Avec le Sommet ministériel de Cancun dans moins de 60 jours ouvrés,
l'OMC - de façon habituelle quand elle est sous pression - a opté pour
un mode plus secret et moins transparent de consultations. Le
processus est caractérisé par la "flexibilité" - c'est-à-dire que les
procédures sont inventées au coup par coup pour répondre aux intérêts
des puissants - et l'opacité. Le Secrétariat et les Présidents des
organes de négociation contrôlent étroitement le processus au lieu de
jouer leur rôle de simple facilitation, et ce sont les ministres qui
sont mis en avant, et non les experts techniques de Genève, plus
familiers avec le langage très technique et ses embûches cachées.

Pour couronner le tout, il n'y a aucun texte préliminaire pour le
Sommet ministériel et les Membres des pays en voie de développement
ignorent quand il existera. On a dit aux membres que ce ne sera pas
clarifié avant le 24 juillet, juste trois semaines ouvrées avant
Cancun, ce qui ne laissera aux délégations des pays en voie de
développement qu'un temps très court pour répondre au texte et se
coordonner entre elles.

LES ENJEUX DE CANCUN

Les enjeux de Cancun sont importants pour ce Sommet ministériel.
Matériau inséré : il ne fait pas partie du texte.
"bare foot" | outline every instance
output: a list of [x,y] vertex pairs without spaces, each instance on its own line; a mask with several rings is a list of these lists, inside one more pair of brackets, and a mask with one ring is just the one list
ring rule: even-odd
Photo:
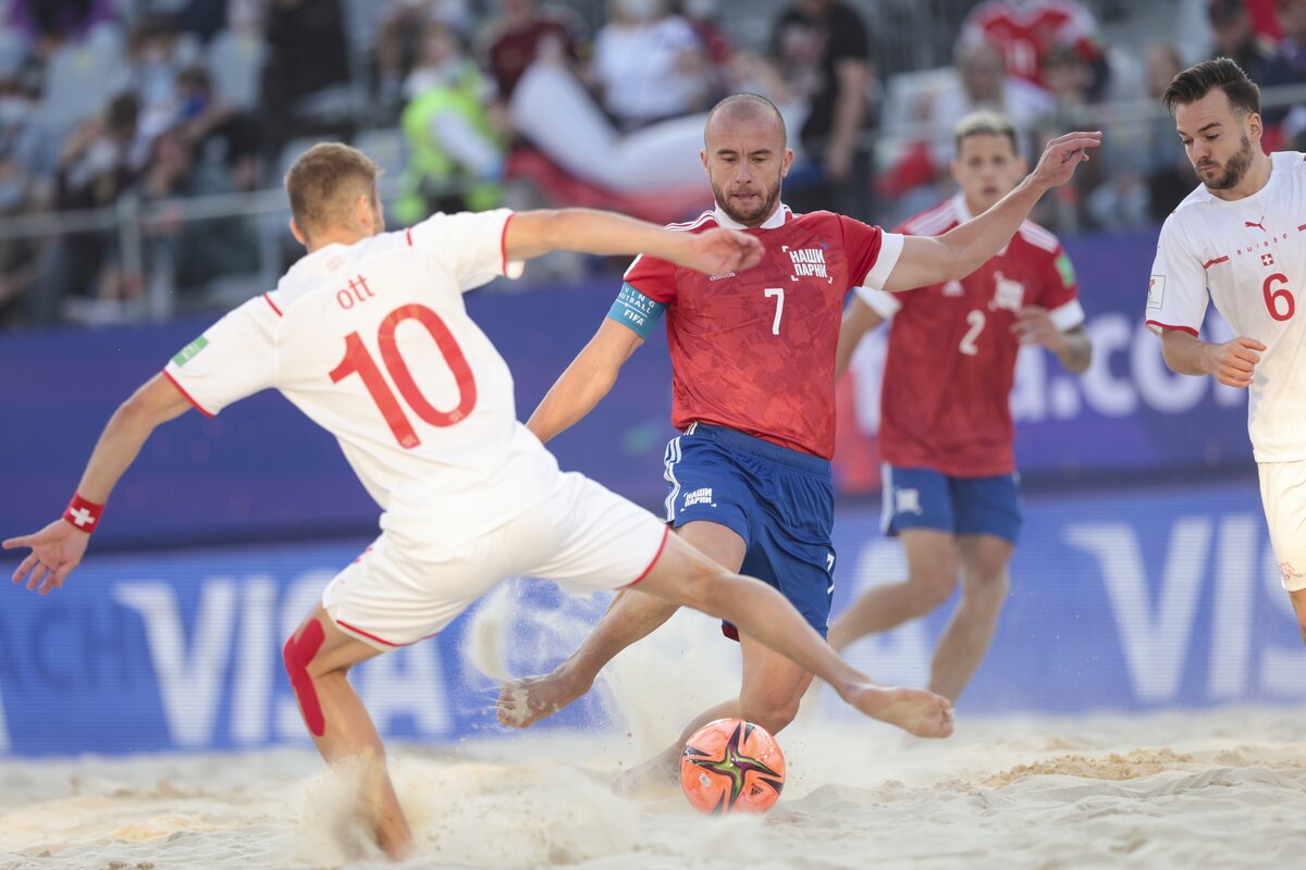
[[499,689],[496,715],[509,728],[529,728],[584,695],[590,685],[565,665],[542,677],[505,682]]
[[669,797],[677,790],[680,773],[680,755],[662,753],[639,767],[623,771],[613,780],[613,794],[635,800]]
[[859,686],[848,691],[844,700],[917,737],[952,734],[952,702],[925,689]]

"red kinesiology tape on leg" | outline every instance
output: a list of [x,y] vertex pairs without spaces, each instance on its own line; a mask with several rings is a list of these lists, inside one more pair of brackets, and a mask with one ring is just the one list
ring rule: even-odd
[[286,661],[286,673],[290,674],[290,685],[295,690],[295,698],[299,699],[299,712],[304,715],[304,724],[308,725],[313,737],[321,737],[326,733],[326,719],[323,716],[321,702],[317,700],[313,678],[308,676],[308,664],[321,650],[325,639],[326,634],[323,631],[321,622],[312,620],[304,626],[298,640],[295,640],[295,635],[290,635],[286,646],[281,650],[281,657]]

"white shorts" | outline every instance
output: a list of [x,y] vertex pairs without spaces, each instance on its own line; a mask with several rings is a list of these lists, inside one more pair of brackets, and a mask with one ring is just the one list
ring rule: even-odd
[[1289,592],[1306,588],[1306,460],[1260,462],[1260,503],[1279,574]]
[[502,580],[539,577],[576,591],[644,579],[667,527],[580,473],[558,475],[547,498],[439,556],[417,556],[385,532],[323,592],[345,633],[390,650],[439,633]]

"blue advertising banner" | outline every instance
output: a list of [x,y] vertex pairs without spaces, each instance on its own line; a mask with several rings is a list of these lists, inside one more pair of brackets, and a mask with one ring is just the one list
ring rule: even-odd
[[[905,574],[897,543],[876,527],[870,506],[838,511],[836,612]],[[93,550],[48,597],[3,590],[0,751],[304,741],[281,644],[366,544]],[[1306,700],[1306,652],[1250,481],[1030,498],[1011,573],[996,640],[961,699],[963,716]],[[541,582],[508,592],[516,616],[499,638],[518,674],[571,652],[605,604],[576,603]],[[923,685],[949,609],[865,639],[849,656],[883,682]],[[563,616],[568,637],[554,631]],[[358,669],[354,685],[383,734],[447,741],[499,728],[494,683],[473,667],[485,646],[473,617]],[[677,667],[737,667],[710,621],[693,626],[699,659]],[[602,723],[601,702],[588,698],[546,727]]]

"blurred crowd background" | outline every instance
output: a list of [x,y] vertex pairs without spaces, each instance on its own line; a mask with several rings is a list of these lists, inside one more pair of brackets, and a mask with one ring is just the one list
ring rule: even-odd
[[[1306,140],[1306,0],[0,0],[0,326],[230,307],[299,254],[281,176],[313,141],[387,171],[390,224],[498,205],[669,222],[710,205],[701,113],[774,100],[785,200],[887,227],[951,190],[952,128],[1100,159],[1037,219],[1136,232],[1196,184],[1157,104],[1234,57],[1269,147]],[[686,159],[686,157],[691,159]],[[611,265],[559,256],[535,280]],[[515,290],[529,290],[517,283]]]

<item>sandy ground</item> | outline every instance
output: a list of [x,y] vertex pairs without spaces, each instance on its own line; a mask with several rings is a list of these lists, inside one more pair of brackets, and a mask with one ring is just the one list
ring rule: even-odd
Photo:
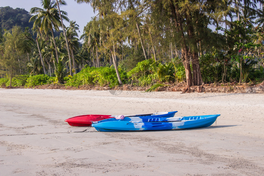
[[[111,91],[0,89],[0,175],[263,175],[264,94]],[[159,131],[64,121],[173,110],[221,115],[207,128]]]

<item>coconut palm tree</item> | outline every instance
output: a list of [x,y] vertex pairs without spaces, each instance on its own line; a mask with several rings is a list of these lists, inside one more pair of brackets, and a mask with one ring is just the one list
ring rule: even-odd
[[66,42],[66,46],[67,47],[67,51],[68,52],[68,55],[69,56],[69,61],[70,63],[70,75],[72,75],[72,62],[71,61],[71,56],[70,54],[70,48],[69,46],[69,44],[68,43],[68,40],[67,40],[67,36],[66,32],[65,31],[65,29],[64,28],[64,25],[63,25],[62,16],[61,15],[60,10],[60,5],[66,5],[66,3],[65,2],[64,0],[60,0],[60,3],[58,1],[58,0],[56,0],[56,1],[57,2],[57,6],[58,7],[58,10],[59,10],[59,14],[60,15],[60,21],[61,22],[61,26],[62,27],[62,29],[63,30],[63,34],[64,35],[64,38],[65,40],[65,41]]
[[[71,21],[71,22],[72,22]],[[76,32],[71,27],[68,27],[66,31],[66,35],[67,41],[69,47],[69,51],[72,58],[72,65],[73,68],[76,68],[76,66],[75,63],[74,53],[76,51],[78,51],[79,48],[79,40],[78,39],[78,35]],[[62,36],[61,35],[60,39],[62,39]],[[61,44],[62,46],[66,45],[66,42],[65,40],[62,41]]]
[[[33,25],[33,29],[37,27],[40,24],[41,32],[44,31],[46,34],[49,31],[51,32],[57,61],[58,62],[59,57],[53,29],[58,31],[59,27],[61,27],[62,25],[60,20],[60,15],[57,8],[57,5],[54,0],[40,0],[40,1],[44,9],[38,7],[32,8],[30,9],[30,13],[31,14],[36,14],[30,18],[29,22],[35,21]],[[61,12],[64,14],[61,15],[62,18],[69,21],[68,18],[64,15],[67,14],[67,13],[63,11],[61,11]]]

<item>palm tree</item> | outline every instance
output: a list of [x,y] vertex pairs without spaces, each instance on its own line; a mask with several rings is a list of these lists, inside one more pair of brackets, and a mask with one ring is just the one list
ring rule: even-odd
[[[74,28],[70,27],[72,21],[70,22],[70,27],[67,28],[67,30],[66,31],[66,35],[67,40],[68,42],[68,45],[69,47],[69,51],[71,55],[72,58],[72,65],[73,68],[76,68],[76,67],[75,63],[74,53],[76,51],[78,51],[79,48],[79,43],[78,41],[79,39],[77,38],[78,35],[77,33],[74,29]],[[60,39],[62,39],[62,36],[60,37]],[[62,45],[66,45],[66,41],[64,40],[61,42],[61,44]]]
[[64,28],[64,25],[63,25],[63,22],[62,17],[60,13],[60,9],[59,5],[66,5],[66,3],[64,0],[60,0],[60,3],[58,2],[58,0],[56,0],[57,2],[57,6],[58,9],[59,10],[59,13],[60,14],[60,21],[61,22],[61,26],[62,26],[62,29],[63,30],[63,34],[64,35],[64,37],[65,41],[66,42],[66,46],[67,47],[67,51],[68,52],[68,55],[69,56],[69,60],[70,63],[70,75],[72,75],[72,63],[71,61],[71,56],[70,55],[70,48],[69,47],[69,44],[68,43],[68,40],[67,40],[67,36],[66,35],[66,32],[65,31],[65,29]]
[[[47,72],[46,71],[46,69],[45,68],[45,66],[44,63],[44,62],[43,60],[43,59],[42,57],[42,54],[41,53],[41,50],[40,49],[40,48],[39,44],[39,41],[38,41],[38,40],[41,40],[41,33],[40,32],[40,27],[36,27],[34,29],[34,31],[33,33],[35,32],[37,32],[37,37],[36,38],[36,41],[37,42],[37,48],[38,49],[38,52],[39,53],[40,56],[40,59],[41,61],[41,63],[42,64],[42,66],[43,67],[43,70],[44,71],[44,74],[45,75],[47,74]],[[38,39],[38,37],[39,39]]]
[[[30,9],[31,14],[36,14],[31,17],[29,21],[35,21],[33,25],[33,29],[37,27],[40,24],[41,31],[44,31],[47,34],[49,31],[51,32],[52,38],[54,44],[56,52],[57,61],[59,62],[59,57],[57,46],[54,36],[53,31],[54,28],[57,31],[59,30],[59,27],[62,26],[62,23],[60,20],[60,17],[56,2],[54,0],[40,0],[41,3],[44,9],[38,7],[33,7]],[[63,12],[63,14],[66,14],[66,12]],[[62,15],[62,18],[68,21],[68,18]]]

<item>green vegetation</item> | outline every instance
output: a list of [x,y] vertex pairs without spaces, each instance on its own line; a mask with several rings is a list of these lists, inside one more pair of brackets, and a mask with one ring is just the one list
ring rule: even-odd
[[40,1],[33,16],[1,8],[1,86],[263,80],[264,1],[76,0],[98,13],[80,37],[64,1]]
[[[118,69],[120,77],[125,82],[126,73],[123,70]],[[113,87],[118,85],[118,80],[114,68],[112,67],[87,67],[71,78],[66,86],[77,87],[81,86],[108,86]]]
[[49,82],[50,77],[45,75],[38,75],[29,76],[27,79],[25,86],[27,87],[45,84]]

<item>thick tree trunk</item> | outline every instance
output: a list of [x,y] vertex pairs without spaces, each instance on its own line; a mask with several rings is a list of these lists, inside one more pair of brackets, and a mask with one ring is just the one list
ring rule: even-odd
[[[68,56],[69,57],[69,60],[70,62],[70,75],[72,75],[72,63],[71,62],[71,56],[70,55],[70,48],[69,47],[69,43],[68,42],[68,39],[66,35],[66,32],[65,31],[65,29],[64,29],[64,25],[63,25],[63,22],[62,21],[62,17],[61,17],[61,14],[60,13],[60,6],[59,6],[59,3],[58,0],[56,0],[57,2],[57,6],[58,9],[59,10],[59,13],[60,14],[60,21],[61,22],[61,25],[62,27],[62,29],[63,30],[63,34],[65,37],[65,41],[66,41],[66,45],[67,46],[67,51],[68,51]],[[58,63],[59,61],[58,61]]]
[[187,88],[183,93],[189,92],[190,86],[193,85],[192,76],[190,65],[190,56],[188,55],[188,51],[184,38],[184,33],[182,24],[180,21],[181,19],[181,15],[179,12],[179,9],[177,4],[174,5],[172,1],[171,1],[170,7],[176,31],[181,35],[181,60],[185,69],[185,74],[186,75],[186,81],[187,83]]
[[193,85],[194,86],[200,86],[203,84],[203,82],[200,65],[199,64],[198,53],[197,52],[194,52],[192,53],[192,66]]
[[36,40],[37,41],[37,48],[38,49],[38,52],[39,53],[39,55],[40,56],[40,60],[41,61],[41,63],[42,64],[42,66],[43,67],[43,70],[44,71],[44,74],[45,75],[47,75],[47,72],[46,71],[46,69],[45,69],[44,61],[43,61],[43,59],[42,58],[42,55],[41,54],[41,52],[40,51],[40,48],[39,48],[39,45],[38,44],[38,41],[37,40],[37,38],[36,38]]
[[141,43],[141,46],[142,46],[142,49],[143,50],[143,52],[144,53],[144,56],[145,56],[145,59],[146,60],[147,59],[147,55],[146,54],[146,51],[144,47],[144,44],[143,43],[143,41],[142,40],[142,39],[141,38],[141,33],[140,32],[140,30],[139,29],[139,26],[138,22],[137,22],[136,25],[137,28],[138,28],[138,35],[139,36],[139,39],[140,40],[140,42]]
[[[119,75],[119,72],[118,71],[118,68],[117,67],[117,64],[116,63],[116,59],[115,55],[115,44],[114,43],[114,41],[113,41],[113,46],[114,48],[114,52],[111,52],[112,56],[113,56],[113,61],[114,62],[114,66],[115,66],[115,72],[116,72],[116,75],[117,76],[117,78],[118,79],[118,82],[119,82],[119,84],[120,85],[123,84],[123,83],[122,82],[122,81],[121,80],[121,78],[120,78],[120,75]],[[113,55],[113,52],[114,55]]]
[[157,60],[156,59],[156,53],[155,52],[155,49],[154,48],[154,44],[153,43],[153,40],[152,40],[152,37],[151,36],[151,34],[150,33],[150,30],[149,30],[149,37],[150,38],[150,42],[151,42],[151,45],[152,46],[152,50],[153,50],[153,55],[154,55],[154,59],[155,60],[155,62],[157,62]]

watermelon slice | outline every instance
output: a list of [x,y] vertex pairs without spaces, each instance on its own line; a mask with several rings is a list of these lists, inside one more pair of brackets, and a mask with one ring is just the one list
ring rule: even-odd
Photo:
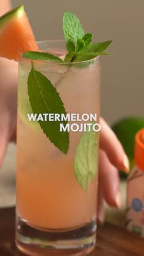
[[19,60],[20,54],[38,51],[23,5],[0,17],[0,57]]

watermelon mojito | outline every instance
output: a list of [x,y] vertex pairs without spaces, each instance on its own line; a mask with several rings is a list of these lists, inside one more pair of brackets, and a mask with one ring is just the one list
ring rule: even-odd
[[12,38],[1,56],[19,60],[16,243],[29,255],[84,255],[96,241],[98,56],[112,41],[92,43],[68,12],[63,30],[37,43],[23,5],[0,19],[3,46]]

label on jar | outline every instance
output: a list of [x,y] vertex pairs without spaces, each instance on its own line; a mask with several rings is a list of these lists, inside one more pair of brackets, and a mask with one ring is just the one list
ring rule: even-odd
[[128,230],[144,237],[144,172],[134,167],[127,180],[126,225]]

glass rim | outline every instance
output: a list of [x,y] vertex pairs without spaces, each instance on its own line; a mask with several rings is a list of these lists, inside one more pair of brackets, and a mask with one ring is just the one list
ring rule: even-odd
[[[54,43],[56,43],[56,42],[65,43],[65,40],[63,39],[49,39],[49,40],[43,40],[37,41],[37,43],[38,44],[38,45],[40,43],[48,43],[48,42],[50,42],[50,43],[52,43],[52,42],[54,42]],[[20,55],[21,55],[21,60],[23,59],[23,60],[29,60],[31,62],[37,61],[37,62],[38,62],[45,63],[45,64],[46,63],[48,63],[48,64],[52,63],[52,64],[55,64],[59,65],[74,65],[75,64],[77,64],[77,65],[79,64],[80,65],[81,64],[87,64],[87,63],[88,63],[88,62],[89,62],[89,64],[90,64],[90,62],[93,62],[93,61],[94,62],[97,61],[97,60],[98,59],[98,58],[99,57],[99,56],[96,56],[96,57],[95,57],[93,59],[90,59],[86,60],[76,61],[75,62],[55,62],[55,61],[53,61],[53,60],[32,60],[32,59],[29,59],[29,58],[24,58],[24,57],[23,57],[22,53],[20,53]]]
Le
fait que des rendez-vous importants sur les questions de
"développement", à propos du traitement spécial et différencié, ainsi
que des services publics et de la santé ont été manqués l'an dernier,
a fait mettre en question la sincérité des membres influents de l'
MC - et spécialement les Etats-Unis et l'Union Européenne - à vouloir
réellement présenter un programme de "développement". L'image publique
de l'OMC est à l'avenant et le Secrétariat, les Etats Unis et l'Union
Européenne cherchent à limiter les dégâts. Cancun sera décisif pour
perdre ou gagner la bataille pour restaurer l'image de l'OMC.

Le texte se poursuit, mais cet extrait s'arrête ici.